Using the pythoncapi_compat project, I succeeded to update multiple C extensions to prepare them for Py_TYPE() becoming a static inline function.
test_exceptions crash (second revert)
In June 2021, during the Python 3.11 devcycle, I changed again Py_TYPE() and Py_SIZE() since most C extensions have been fixed in the meanwhile.
Problem: test_recursion_in_except_handler() of test_exceptions started to crash on a Python debug build on Windows: see bpo-44348.
Since nobody understood the issue, it was decided to revert my change again to repair buildbots.
Fix BaseException deallocator
In September 2021, I looked at the test_exceptions crash. In a debug build, the MSC compiler doesn't inline calls to static inline functions. Because of that, converting Py_TYPE() macro to a static inline functions increases the stack memory usage on a Python debug build on Windows.
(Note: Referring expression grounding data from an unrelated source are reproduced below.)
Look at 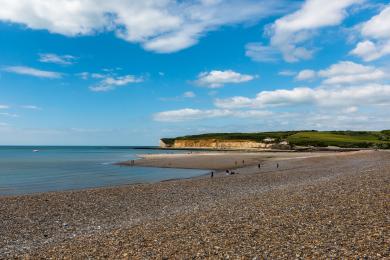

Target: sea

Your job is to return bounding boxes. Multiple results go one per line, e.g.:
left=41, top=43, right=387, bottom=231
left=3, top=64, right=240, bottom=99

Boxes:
left=0, top=146, right=208, bottom=196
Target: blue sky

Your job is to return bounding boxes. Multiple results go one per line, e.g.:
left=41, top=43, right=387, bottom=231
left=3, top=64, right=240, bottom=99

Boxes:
left=0, top=0, right=389, bottom=145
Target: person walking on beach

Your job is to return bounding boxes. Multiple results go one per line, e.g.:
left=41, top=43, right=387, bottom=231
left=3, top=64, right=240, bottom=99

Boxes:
left=211, top=171, right=214, bottom=178
left=258, top=163, right=261, bottom=169
left=242, top=160, right=245, bottom=165
left=277, top=163, right=279, bottom=169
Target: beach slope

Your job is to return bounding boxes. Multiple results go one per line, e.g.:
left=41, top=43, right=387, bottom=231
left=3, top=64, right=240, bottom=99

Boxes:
left=1, top=150, right=389, bottom=258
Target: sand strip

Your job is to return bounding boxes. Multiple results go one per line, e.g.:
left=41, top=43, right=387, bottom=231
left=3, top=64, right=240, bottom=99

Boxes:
left=119, top=150, right=366, bottom=170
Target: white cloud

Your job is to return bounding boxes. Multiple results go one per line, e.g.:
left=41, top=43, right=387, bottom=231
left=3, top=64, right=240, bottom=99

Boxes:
left=214, top=84, right=390, bottom=109
left=360, top=5, right=390, bottom=39
left=78, top=70, right=144, bottom=92
left=39, top=53, right=76, bottom=65
left=294, top=61, right=388, bottom=84
left=77, top=72, right=89, bottom=80
left=214, top=96, right=253, bottom=109
left=350, top=40, right=390, bottom=61
left=0, top=112, right=18, bottom=118
left=343, top=106, right=358, bottom=113
left=89, top=74, right=143, bottom=92
left=278, top=70, right=296, bottom=76
left=3, top=66, right=62, bottom=79
left=91, top=73, right=105, bottom=79
left=195, top=70, right=256, bottom=88
left=351, top=6, right=390, bottom=61
left=295, top=111, right=390, bottom=130
left=153, top=108, right=271, bottom=122
left=21, top=105, right=41, bottom=110
left=0, top=0, right=290, bottom=53
left=208, top=59, right=389, bottom=129
left=0, top=105, right=9, bottom=109
left=318, top=61, right=387, bottom=84
left=295, top=69, right=316, bottom=80
left=245, top=43, right=279, bottom=62
left=154, top=108, right=230, bottom=122
left=183, top=91, right=196, bottom=98
left=160, top=91, right=197, bottom=101
left=266, top=0, right=361, bottom=62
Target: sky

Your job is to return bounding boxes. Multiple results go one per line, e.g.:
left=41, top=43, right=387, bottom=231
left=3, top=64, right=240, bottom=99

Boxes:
left=0, top=0, right=390, bottom=145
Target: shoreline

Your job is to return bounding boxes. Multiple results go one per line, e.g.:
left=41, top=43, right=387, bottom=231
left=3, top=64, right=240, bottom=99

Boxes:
left=1, top=150, right=369, bottom=198
left=1, top=150, right=388, bottom=258
left=119, top=150, right=367, bottom=170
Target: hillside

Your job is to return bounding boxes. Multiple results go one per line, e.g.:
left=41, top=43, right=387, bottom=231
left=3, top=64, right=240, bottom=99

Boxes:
left=161, top=130, right=390, bottom=149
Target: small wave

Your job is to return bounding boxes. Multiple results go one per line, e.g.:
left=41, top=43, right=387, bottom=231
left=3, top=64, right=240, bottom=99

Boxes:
left=100, top=162, right=112, bottom=165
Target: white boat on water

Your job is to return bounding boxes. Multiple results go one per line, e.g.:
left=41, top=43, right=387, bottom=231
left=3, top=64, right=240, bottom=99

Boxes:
left=33, top=149, right=39, bottom=152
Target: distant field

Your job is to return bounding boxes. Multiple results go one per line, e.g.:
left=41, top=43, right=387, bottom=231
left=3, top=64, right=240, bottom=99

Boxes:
left=162, top=130, right=390, bottom=149
left=287, top=131, right=390, bottom=148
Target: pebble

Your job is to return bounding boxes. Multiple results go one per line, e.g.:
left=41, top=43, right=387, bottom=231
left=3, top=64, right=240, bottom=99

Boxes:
left=1, top=151, right=389, bottom=259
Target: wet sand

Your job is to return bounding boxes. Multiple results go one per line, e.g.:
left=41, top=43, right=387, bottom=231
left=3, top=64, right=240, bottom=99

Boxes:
left=1, top=150, right=389, bottom=258
left=120, top=151, right=352, bottom=170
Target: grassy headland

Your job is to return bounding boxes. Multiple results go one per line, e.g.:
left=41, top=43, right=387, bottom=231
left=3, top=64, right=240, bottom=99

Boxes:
left=162, top=130, right=390, bottom=149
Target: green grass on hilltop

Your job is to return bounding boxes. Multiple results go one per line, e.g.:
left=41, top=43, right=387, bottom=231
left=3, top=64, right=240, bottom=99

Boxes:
left=162, top=130, right=390, bottom=149
left=287, top=131, right=390, bottom=148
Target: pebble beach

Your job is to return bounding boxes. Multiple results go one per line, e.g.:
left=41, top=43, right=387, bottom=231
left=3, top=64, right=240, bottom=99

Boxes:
left=1, top=150, right=389, bottom=258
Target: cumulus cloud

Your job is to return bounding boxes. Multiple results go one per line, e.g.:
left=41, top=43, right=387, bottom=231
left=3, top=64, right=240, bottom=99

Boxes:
left=89, top=74, right=143, bottom=92
left=351, top=5, right=390, bottom=61
left=359, top=5, right=390, bottom=39
left=79, top=69, right=143, bottom=92
left=39, top=53, right=77, bottom=65
left=3, top=66, right=62, bottom=79
left=153, top=108, right=271, bottom=122
left=295, top=69, right=316, bottom=81
left=215, top=84, right=390, bottom=109
left=213, top=96, right=253, bottom=109
left=154, top=108, right=230, bottom=122
left=261, top=0, right=361, bottom=62
left=295, top=111, right=390, bottom=130
left=153, top=104, right=388, bottom=130
left=245, top=43, right=279, bottom=62
left=295, top=61, right=388, bottom=84
left=154, top=59, right=390, bottom=128
left=194, top=59, right=390, bottom=127
left=318, top=61, right=387, bottom=84
left=0, top=0, right=289, bottom=53
left=351, top=40, right=390, bottom=61
left=195, top=70, right=256, bottom=88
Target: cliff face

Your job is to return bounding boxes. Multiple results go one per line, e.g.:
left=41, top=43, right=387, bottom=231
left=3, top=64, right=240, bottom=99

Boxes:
left=160, top=139, right=285, bottom=149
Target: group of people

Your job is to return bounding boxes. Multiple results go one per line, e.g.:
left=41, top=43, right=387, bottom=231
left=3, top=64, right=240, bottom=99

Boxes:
left=210, top=169, right=237, bottom=178
left=210, top=161, right=280, bottom=178
left=226, top=169, right=238, bottom=175
left=234, top=160, right=246, bottom=166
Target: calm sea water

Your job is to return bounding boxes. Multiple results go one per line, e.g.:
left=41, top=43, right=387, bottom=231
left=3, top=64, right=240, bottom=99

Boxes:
left=0, top=146, right=207, bottom=196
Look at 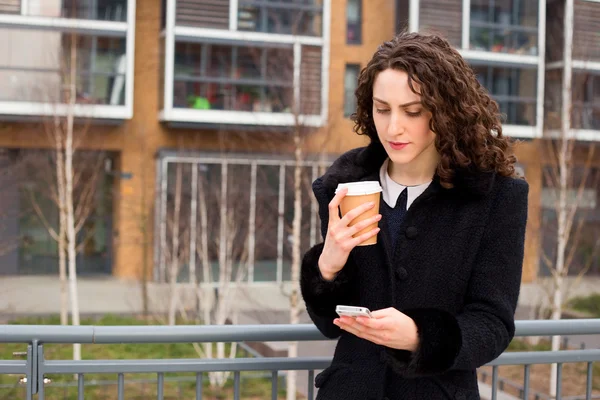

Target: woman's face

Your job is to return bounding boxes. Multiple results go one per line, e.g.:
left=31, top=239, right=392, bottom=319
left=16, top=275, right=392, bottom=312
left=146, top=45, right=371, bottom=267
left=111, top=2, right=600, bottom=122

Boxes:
left=372, top=68, right=439, bottom=174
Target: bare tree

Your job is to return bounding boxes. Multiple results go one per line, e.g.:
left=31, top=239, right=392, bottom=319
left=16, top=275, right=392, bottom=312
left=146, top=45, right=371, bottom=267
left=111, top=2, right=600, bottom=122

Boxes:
left=22, top=29, right=105, bottom=361
left=160, top=154, right=253, bottom=389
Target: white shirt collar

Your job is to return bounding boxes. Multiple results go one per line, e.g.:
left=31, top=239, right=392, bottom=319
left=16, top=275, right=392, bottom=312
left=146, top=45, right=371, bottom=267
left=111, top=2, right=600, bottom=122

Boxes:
left=379, top=158, right=432, bottom=209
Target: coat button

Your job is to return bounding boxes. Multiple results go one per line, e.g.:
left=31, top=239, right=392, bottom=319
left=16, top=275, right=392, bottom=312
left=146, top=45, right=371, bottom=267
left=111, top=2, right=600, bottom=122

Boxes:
left=405, top=226, right=418, bottom=239
left=396, top=267, right=408, bottom=280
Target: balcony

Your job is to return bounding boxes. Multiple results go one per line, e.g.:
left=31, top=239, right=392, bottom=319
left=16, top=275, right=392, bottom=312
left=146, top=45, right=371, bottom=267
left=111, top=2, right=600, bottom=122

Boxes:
left=0, top=0, right=127, bottom=21
left=0, top=0, right=134, bottom=121
left=160, top=0, right=330, bottom=128
left=1, top=319, right=600, bottom=399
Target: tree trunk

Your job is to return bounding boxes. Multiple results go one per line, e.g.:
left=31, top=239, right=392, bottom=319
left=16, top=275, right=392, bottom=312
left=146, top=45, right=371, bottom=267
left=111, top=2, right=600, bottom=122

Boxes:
left=550, top=128, right=570, bottom=397
left=168, top=163, right=183, bottom=326
left=287, top=130, right=303, bottom=400
left=54, top=117, right=69, bottom=327
left=550, top=0, right=573, bottom=396
left=141, top=148, right=150, bottom=318
left=66, top=33, right=81, bottom=361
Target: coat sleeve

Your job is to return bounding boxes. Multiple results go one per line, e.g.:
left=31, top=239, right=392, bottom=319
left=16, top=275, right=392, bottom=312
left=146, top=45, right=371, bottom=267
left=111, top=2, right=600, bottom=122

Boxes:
left=382, top=178, right=528, bottom=376
left=300, top=243, right=359, bottom=339
left=300, top=177, right=359, bottom=339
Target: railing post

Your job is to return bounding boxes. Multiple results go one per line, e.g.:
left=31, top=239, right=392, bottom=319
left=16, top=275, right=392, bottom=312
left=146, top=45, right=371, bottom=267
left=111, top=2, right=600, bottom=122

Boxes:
left=30, top=340, right=39, bottom=395
left=37, top=343, right=45, bottom=400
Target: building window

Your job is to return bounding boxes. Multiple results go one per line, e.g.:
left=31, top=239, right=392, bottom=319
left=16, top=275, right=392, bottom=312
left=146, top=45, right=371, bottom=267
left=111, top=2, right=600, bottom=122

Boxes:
left=344, top=64, right=360, bottom=117
left=156, top=154, right=331, bottom=284
left=0, top=29, right=127, bottom=105
left=237, top=0, right=324, bottom=36
left=473, top=64, right=537, bottom=126
left=173, top=42, right=295, bottom=112
left=470, top=0, right=538, bottom=55
left=0, top=0, right=129, bottom=21
left=573, top=73, right=600, bottom=130
left=347, top=0, right=362, bottom=44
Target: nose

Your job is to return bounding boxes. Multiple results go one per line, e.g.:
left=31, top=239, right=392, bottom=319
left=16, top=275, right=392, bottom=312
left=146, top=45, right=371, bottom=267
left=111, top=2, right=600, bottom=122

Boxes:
left=387, top=111, right=405, bottom=137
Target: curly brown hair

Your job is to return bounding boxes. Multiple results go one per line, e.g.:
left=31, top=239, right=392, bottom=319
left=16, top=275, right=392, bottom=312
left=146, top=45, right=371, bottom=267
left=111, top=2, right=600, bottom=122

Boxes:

I proposed to enable compiler optimizations when building Python in debug mode on Windows, to inline calls to static inline functions like Py_TYPE(). This idea was rejected, since the debug build must remain fully usable in a debugger.
I looked again at the crash and found the root issue. test_recursion_in_except_handler() creates chained of exceptions. When an exception is deallocated, it calls the deallocator of another exception, etc.
- recurse_in_except() sub-test creates chains of 11 nested deallocator calls
- recurse_in_body_and_except() sub-test creates a chain of 8192 nested deallocator calls
I proposed a change to use the trashcan mechanism. It limits the call stack to 50 function calls. I checked with a benchmark that the performance overhead is acceptable. My change fixed the test_exceptions crash!
Close the PyObject issue
Since most C extensions have been fixed and test_exceptions is fixed, I was able to change Py_TYPE() and Py_SIZE() for the third time. My final commit: Py_TYPE becomes a static inline function.
I changed the issue topic to restrict it to adding functions to access PyObject members. Previously, the goal was to make the PyObject structure opaque. It took 1 year and a half to add made all these changes.
What's Next to Make PyObject opaque?
The PyObject structure is used to define structurres of all Python types, like PyListObject. All structures start with PyObject ob_base; and so the compiler must have access to the PyObject structure.
Moreover, PyType_FromSpec() and PyType_Spec API use indirectly sizeof(PyObject) in the PyType_Spec.basicsize member when defining a type.
One option to make the PyObject structure opaque would be to modify the PyObject structure to make it empty, and move its members into a new private _PyObject structure. This _PyObject structure would be allocated before the PyObject* pointer, same idea as the current PyGC_Head header which is also allocated before the PyObject* pointer.
These changes are more complex than what I expected and so I prefer to open a new issue later to propose these changes. Also, the performance of these changes must be checked with benchmarks, to ensure that there is no performance overhead or that the overhead is acceptable.